Frequently Asked Questions

Everything you need to know about HTML to Markdown table conversion

An HTML Table to Markdown Converter is a free online tool that transforms HTML <table> markup into Markdown-formatted tables. Markdown tables use simple pipe (|) and dash (-) syntax, making them ideal for README files, GitHub/GitLab documentation, static site generators like Jekyll or Hugo, and any Markdown-based writing workflow. This tool preserves table structure, handles colspan and rowspan attributes, and can even convert inline HTML elements like links and bold text into their Markdown equivalents.

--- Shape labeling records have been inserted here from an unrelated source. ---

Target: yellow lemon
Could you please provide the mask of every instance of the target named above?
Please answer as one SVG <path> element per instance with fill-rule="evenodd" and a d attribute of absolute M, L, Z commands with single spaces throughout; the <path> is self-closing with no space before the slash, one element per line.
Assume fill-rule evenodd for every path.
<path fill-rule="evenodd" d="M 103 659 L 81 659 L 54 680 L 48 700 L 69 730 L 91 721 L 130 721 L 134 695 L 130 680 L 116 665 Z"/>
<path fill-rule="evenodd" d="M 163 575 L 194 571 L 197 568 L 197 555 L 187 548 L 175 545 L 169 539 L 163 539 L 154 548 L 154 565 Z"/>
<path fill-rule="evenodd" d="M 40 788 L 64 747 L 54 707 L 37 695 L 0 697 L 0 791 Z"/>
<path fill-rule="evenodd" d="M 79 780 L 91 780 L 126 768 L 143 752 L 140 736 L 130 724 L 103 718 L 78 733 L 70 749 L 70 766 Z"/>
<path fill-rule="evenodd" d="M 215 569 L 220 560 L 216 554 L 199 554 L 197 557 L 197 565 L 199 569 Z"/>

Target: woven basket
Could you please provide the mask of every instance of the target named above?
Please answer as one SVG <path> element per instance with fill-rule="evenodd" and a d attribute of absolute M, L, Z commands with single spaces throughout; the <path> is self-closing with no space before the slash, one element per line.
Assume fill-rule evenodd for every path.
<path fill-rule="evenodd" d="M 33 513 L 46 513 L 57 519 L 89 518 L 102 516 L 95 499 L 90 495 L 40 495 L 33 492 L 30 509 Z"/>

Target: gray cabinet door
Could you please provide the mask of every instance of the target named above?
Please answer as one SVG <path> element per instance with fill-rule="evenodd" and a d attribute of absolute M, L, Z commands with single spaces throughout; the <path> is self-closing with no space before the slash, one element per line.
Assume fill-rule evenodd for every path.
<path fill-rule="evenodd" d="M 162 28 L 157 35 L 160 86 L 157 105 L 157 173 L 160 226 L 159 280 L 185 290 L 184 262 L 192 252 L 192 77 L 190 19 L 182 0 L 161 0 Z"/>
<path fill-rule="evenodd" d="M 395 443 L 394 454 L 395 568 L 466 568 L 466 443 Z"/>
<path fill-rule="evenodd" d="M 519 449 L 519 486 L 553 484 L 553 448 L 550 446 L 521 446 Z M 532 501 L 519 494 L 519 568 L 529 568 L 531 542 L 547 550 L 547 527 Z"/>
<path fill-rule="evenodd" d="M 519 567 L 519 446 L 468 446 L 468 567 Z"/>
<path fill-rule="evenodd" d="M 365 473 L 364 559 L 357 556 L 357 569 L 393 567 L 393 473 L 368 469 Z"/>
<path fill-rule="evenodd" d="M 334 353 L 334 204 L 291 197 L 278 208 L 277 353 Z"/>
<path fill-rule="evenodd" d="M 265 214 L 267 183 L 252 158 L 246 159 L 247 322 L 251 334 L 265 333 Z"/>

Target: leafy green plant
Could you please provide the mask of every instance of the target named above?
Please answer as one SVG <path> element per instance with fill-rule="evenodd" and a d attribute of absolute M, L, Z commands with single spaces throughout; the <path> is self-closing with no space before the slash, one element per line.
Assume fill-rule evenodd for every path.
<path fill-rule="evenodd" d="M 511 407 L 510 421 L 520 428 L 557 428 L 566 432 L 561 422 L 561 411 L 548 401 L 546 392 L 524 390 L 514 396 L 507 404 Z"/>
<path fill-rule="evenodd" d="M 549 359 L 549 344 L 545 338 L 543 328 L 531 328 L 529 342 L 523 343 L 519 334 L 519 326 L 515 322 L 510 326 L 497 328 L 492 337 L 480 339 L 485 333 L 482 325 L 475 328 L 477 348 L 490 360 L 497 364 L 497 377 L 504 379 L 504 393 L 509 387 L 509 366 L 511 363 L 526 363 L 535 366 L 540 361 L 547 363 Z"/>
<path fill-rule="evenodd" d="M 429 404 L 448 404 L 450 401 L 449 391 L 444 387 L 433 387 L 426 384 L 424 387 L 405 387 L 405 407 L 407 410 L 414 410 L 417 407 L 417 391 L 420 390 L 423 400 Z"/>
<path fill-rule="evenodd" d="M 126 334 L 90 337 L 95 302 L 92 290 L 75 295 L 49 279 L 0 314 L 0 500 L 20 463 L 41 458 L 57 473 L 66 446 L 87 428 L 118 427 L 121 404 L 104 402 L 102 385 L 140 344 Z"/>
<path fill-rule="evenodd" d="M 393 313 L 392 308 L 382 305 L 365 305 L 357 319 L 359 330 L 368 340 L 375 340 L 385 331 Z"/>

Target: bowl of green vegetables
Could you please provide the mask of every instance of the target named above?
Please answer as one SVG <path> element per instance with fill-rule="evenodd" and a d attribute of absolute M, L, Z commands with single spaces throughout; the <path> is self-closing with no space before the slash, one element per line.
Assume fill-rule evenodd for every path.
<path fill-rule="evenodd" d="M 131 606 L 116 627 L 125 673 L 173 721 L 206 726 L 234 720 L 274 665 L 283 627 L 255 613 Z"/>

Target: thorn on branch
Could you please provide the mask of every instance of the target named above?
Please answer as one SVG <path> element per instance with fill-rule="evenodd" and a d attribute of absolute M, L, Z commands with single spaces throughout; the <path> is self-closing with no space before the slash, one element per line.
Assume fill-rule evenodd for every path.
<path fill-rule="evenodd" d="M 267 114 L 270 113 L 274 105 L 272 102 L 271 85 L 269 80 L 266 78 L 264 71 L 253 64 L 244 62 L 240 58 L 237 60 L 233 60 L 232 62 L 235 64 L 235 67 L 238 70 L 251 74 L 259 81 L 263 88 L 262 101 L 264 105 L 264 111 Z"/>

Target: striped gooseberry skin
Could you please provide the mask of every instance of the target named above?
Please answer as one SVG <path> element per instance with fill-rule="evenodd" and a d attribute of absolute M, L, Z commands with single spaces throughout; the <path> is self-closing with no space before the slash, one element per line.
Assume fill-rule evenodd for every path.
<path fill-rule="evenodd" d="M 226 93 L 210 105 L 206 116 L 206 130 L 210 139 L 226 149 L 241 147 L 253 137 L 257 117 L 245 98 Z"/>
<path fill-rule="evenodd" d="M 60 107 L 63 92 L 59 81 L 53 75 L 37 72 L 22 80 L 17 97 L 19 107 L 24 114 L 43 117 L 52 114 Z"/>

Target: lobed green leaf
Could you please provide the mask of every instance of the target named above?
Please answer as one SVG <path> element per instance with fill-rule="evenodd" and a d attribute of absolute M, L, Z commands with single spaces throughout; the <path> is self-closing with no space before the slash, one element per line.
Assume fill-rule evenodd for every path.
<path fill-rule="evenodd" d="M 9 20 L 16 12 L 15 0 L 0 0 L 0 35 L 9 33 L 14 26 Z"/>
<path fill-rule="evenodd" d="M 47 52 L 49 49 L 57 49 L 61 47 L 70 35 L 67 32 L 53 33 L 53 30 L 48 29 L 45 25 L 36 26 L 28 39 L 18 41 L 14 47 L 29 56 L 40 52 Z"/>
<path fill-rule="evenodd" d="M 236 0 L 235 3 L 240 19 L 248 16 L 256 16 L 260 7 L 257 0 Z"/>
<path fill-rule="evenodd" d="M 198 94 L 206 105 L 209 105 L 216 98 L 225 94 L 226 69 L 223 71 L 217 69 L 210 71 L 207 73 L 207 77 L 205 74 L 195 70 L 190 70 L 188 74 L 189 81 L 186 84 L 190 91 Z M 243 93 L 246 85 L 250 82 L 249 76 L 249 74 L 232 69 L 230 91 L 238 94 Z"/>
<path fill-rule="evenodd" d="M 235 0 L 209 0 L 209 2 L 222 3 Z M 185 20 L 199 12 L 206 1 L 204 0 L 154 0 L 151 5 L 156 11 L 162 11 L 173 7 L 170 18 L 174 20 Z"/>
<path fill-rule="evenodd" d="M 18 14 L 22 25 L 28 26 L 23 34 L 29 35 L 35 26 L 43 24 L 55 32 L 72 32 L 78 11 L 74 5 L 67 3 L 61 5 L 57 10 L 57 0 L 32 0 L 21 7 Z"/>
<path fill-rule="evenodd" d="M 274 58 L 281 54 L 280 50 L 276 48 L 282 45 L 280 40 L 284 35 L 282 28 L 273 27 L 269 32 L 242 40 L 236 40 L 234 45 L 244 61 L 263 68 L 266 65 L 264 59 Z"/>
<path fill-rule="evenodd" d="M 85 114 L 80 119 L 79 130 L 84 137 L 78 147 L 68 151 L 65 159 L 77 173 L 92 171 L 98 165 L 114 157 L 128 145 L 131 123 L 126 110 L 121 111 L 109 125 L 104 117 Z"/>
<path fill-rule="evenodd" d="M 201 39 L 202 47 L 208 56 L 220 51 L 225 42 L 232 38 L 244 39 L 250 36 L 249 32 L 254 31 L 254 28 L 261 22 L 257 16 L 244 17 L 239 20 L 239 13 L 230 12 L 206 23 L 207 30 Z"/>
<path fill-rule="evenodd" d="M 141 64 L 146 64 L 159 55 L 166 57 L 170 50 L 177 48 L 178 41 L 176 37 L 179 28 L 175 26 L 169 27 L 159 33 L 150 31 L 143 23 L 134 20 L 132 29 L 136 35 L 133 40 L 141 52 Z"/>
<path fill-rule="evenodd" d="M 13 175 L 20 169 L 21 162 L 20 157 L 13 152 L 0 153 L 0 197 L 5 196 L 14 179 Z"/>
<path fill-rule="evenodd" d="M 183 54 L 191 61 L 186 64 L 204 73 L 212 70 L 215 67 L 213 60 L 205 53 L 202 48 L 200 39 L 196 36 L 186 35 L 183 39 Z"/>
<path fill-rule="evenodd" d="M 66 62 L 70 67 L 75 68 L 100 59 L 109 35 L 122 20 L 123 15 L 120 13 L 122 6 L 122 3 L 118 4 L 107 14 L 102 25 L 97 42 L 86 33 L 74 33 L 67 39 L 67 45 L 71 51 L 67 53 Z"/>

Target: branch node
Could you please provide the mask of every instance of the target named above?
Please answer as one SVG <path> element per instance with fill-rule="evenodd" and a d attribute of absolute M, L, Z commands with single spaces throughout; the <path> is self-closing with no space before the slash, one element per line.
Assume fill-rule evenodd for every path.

Our converter intelligently expands colspan and rowspan attributes into a normalized grid before generating the Markdown table. For colspan, the cell is duplicated across the specified number of columns in the same row. For rowspan, placeholder cells are inserted in subsequent rows at the correct column positions. This ensures the final Markdown table has a consistent number of columns per row, which is required by the Markdown table specification. If the original HTML table has irregular structures, the tool automatically pads rows with empty cells to maintain alignment.

Yes! If your HTML contains multiple <table> elements, the converter processes all of them and outputs each as a separate Markdown table, separated by blank lines. This is useful when converting documentation pages or HTML reports that contain several tables. The tool also displays the total number of tables detected, along with row and column counts for each one.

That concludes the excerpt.